Rank of a linear transformation? I'm given a linear trasnformation: $T:M_2\rightarrow M^{\:}_2$ which is defined such as $T\left(X\right)=AX$, where $A$ is:
$$A=\begin{pmatrix}1&-2\\ -2&4\end{pmatrix}$$
Find the rank of T?
My idea was to find the nullity of T and then use the rank-nullity theorem.
$$AX=A\begin{pmatrix}x&y\\ z&w\end{pmatrix}=\begin{pmatrix}x-2y&z-2w\\ 0&0\end{pmatrix}=0$$
$$x=2y $$ 
 $$ z=2w
$$
Thus concluding that the Nullity of T is 2, and by that theorem rankT + nullityT = n = 4, and finally rankT = 2.
Is my solution correct and could it have been done quicker?
 A: Expanding on my comment, using $M_2\cong \mathbb{R}^4$ via $\begin{pmatrix}x & y\\z & w\end{pmatrix}\mapsto \begin{pmatrix}x\\y\\z\\w\end{pmatrix}$. Then
\begin{align*}&T:\mathbb{R}^4\rightarrow\mathbb{R}^4\\
&\begin{pmatrix}x\\y\\z\\w\end{pmatrix}\mapsto \begin{pmatrix}x-2z\\y-2w\\-2x+4z\\-2y+4w\end{pmatrix}=\begin{pmatrix}1&0&-2&0\\0&1&0&-2\\-2&0&4&0\\0&-2&0&4\end{pmatrix}\begin{pmatrix}x\\y\\z\\w\end{pmatrix}
\end{align*}
Now compute the Rank of $T$ as usual (for example via Gauss Elimination plus Dimension Theorem)
NOTE: your entries of $AX$ are unfortunately all wrong.
A: Good method, bad execution.  You should find that
$$
AX = \pmatrix{x - 2z & y-2w\\-2x + 4z & -2y + 4w}
$$
Now, the system of equations for $AX = 0$ is equivalent to
$$
x = 2z, \quad y = 2w
$$
With that, we find that the nullity of $T$ is indeed $2$, and so the rank of $T$ is $4-2 = 2$, as you had stated.

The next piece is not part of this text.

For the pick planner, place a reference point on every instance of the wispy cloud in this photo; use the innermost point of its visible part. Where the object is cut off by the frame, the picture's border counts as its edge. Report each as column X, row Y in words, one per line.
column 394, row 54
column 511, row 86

I think you have found the quickest way to do this problem, but in this case it was easy to "eyeball" the solution.
A: A slightly different approach to determining $T$’s nullity:  
Each column of $AX$ is the result of multiplying the corresponding column of $X$ by $A$ and does not depend on any other columns of $X$, so if $AX=0$, then each column of $X$ considered as an element of $\mathbb R^2$ must lie in $\ker(A)$. This means that the nullity of $T$ is twice the nullity of $A$. The kernel of $A$ is easily computed by inspection or via the usual methods and is one-dimensional, so $\dim\ker(T)=2$ and $T$’s rank is thus $2$.